Obama is also, of course, a candidate for re-election, and a defeat in the Supreme Court would be a disaster for his chances to win again.
If the court strikes down the law, the Republican candidate, presumably Mitt Romney, could say that the Supreme Court proved his own point — that the incumbent is an out-of-the-mainstream liberal. And Romney could add that his own health care plan, for all its similarities to Obamacare, passed muster in the courts.
For any president or any politician, losing is never good politics — and a Supreme Court defeat would mark Obama as a loser in a significant and dramatic way.
The specifics of the case are complex: What is the scope of the commerce clause of Article I of the Constitution? When is a challenge to a federal law premature? How does a court separate challenges to specific provisions of a law from a claim that an entire law is unconstitutional?
But the larger issue in the case reflects a fundamental division in American politics that has persisted for generations: What is the role of the federal government?
Obama is heir to a political tradition of activist government, which asserts that the people can rely on programs that protect them from life’s misfortunes. The alternative tradition is based on libertarian principles, which hold that government interference in private markets generally does more harm than good.
What makes this case so extraordinary is that this debate, as a constitutional matter, looked settled for decades. After Franklin D. Roosevelt made nine appointments to the court during his long tenure in the White House, the Supreme Court embraced a broad conception of government power, especially when it comes to regulating the national economy. Constitutional challenges to government power became rare, and successful ones rarer still. The commerce clause became, in effect, a blank check for Congress.
But elections have consequences, and conservative presidents have appointed conservative judges, especially to the Supreme Court. Throughout the’70s, ’80s and ’90s, moderate Republicans such as Lewis Powell and Sandra Day O’Connor reflected the modern consensus that allowed a vibrant government role in the national economy.
But moderate Republicans are disappearing, including on the Supreme Court. Chief Justice John Roberts and Samuel Alito reflect the modern conservatism of the man who appointed them, George W. Bush.

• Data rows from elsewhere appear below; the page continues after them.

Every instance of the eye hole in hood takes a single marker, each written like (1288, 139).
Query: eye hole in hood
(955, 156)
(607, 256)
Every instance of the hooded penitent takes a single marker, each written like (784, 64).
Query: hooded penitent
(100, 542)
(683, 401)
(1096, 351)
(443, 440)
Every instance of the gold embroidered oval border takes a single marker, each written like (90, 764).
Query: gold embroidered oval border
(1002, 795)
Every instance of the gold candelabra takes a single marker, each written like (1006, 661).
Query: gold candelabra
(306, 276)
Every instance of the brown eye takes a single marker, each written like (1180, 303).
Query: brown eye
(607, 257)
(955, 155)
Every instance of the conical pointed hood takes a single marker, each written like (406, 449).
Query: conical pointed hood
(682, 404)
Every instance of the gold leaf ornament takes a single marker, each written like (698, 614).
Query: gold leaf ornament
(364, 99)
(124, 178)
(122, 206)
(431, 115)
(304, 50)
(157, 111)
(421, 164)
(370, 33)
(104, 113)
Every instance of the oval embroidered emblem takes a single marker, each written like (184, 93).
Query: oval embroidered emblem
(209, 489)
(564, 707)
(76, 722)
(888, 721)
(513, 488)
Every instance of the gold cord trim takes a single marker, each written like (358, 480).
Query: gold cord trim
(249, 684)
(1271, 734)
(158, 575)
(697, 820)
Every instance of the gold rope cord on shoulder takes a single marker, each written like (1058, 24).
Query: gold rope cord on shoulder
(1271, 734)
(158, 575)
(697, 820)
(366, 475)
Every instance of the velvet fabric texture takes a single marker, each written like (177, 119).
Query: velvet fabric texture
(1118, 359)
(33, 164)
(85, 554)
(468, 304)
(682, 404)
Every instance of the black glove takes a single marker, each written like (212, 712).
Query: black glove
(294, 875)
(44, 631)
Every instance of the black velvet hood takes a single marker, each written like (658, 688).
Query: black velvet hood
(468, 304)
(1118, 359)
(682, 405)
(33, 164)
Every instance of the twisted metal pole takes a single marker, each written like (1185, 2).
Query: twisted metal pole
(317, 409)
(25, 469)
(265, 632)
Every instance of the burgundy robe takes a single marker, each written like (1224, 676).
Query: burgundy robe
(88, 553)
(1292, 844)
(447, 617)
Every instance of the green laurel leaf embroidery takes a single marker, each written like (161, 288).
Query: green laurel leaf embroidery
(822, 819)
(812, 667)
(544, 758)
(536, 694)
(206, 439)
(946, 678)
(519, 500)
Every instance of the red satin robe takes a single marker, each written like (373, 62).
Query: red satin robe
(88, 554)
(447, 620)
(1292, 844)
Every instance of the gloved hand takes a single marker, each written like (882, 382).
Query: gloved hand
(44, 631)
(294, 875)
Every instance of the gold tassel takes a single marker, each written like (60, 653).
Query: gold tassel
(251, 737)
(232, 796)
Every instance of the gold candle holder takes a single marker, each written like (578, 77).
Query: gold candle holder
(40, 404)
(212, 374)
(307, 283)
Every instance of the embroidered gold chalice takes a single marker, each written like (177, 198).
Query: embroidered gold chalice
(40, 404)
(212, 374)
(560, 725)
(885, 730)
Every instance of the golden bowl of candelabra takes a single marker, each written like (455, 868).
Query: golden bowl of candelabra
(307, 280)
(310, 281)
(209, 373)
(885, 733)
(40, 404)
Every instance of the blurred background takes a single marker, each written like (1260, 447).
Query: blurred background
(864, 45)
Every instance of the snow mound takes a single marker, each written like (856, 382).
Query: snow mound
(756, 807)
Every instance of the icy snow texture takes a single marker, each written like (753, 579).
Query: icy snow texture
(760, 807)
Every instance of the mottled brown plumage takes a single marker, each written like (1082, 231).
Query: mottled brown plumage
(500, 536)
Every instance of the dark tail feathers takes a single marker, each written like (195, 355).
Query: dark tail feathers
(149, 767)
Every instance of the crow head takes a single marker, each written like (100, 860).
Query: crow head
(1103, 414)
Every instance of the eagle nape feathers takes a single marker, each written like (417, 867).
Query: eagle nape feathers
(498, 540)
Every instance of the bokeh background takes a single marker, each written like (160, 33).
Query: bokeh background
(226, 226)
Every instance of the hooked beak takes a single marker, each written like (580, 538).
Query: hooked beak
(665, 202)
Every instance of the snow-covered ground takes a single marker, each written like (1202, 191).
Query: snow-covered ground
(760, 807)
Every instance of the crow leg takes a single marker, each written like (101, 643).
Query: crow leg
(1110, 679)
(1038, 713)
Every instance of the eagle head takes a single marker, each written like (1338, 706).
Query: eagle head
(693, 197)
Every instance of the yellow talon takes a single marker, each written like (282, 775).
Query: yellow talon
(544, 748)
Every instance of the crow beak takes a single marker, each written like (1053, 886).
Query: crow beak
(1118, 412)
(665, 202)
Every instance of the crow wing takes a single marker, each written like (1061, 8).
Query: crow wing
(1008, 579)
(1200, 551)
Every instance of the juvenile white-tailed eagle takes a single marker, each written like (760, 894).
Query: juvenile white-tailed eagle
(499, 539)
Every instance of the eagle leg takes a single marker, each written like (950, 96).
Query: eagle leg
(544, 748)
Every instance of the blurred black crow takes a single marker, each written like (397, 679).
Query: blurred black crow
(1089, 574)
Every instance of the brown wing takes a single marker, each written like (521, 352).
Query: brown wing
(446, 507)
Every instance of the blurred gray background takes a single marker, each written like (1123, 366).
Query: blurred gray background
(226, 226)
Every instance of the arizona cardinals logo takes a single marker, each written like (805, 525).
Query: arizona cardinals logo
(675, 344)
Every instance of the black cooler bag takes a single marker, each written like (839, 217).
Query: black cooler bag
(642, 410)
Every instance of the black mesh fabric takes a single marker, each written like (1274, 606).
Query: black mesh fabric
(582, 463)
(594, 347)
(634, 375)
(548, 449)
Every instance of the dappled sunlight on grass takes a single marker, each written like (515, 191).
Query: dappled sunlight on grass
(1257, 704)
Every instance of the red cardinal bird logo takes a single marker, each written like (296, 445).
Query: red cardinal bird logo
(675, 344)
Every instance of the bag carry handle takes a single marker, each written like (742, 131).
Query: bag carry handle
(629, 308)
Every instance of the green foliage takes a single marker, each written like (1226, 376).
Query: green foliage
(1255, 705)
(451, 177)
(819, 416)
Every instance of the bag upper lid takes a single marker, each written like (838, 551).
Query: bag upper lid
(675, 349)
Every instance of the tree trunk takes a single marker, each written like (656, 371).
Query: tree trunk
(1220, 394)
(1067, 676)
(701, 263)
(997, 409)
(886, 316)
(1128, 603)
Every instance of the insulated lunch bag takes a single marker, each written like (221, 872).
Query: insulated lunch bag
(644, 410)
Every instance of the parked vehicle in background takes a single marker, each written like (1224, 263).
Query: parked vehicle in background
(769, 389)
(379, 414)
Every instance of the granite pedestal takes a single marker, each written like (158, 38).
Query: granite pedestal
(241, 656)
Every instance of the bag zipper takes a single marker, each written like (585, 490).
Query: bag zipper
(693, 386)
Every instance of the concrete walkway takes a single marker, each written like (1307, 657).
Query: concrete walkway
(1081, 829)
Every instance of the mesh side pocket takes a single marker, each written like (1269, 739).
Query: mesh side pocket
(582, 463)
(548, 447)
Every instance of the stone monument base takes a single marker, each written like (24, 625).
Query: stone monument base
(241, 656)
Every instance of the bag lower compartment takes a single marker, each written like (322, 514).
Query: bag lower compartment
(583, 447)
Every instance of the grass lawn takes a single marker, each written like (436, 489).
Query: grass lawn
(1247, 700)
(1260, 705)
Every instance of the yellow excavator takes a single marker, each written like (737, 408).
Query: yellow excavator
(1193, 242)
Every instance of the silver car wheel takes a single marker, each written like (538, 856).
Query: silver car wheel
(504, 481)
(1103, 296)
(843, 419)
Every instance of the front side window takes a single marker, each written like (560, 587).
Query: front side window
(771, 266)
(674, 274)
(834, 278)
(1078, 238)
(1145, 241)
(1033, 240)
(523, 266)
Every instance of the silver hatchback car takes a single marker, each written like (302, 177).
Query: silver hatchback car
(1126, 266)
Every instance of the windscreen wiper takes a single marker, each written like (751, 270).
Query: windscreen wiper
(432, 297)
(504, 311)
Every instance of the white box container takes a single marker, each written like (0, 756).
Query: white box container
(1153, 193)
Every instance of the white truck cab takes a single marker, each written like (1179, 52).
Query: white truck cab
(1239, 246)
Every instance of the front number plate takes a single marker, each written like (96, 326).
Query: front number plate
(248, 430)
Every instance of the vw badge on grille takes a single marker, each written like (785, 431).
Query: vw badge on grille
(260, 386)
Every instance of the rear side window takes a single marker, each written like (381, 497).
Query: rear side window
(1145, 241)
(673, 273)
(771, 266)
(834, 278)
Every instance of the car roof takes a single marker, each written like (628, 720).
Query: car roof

The legal approach of Clarence Thomas advanced the tea party agenda before the name even existed. Antonin Scalia has defined judicial conservatism for a generation. That’s four votes right there.
Four Democrats — Ruth Bader Ginsburg, Stephen Breyer, Sonia Sotomayor and Elena Kagan — can be counted on to embrace the post-FDR model of government involvement in the economy. As always, that could leave the case in the hands of Anthony Kennedy, the swing vote.
The outcome is uncertain, even if the stakes are not. The language will be arcane, sometimes nearly incomprehensible to nonspecialists. The subject will be principles, not personalities. And so those of us in the courtroom might never hear the name of the man with the biggest stake in the outcome.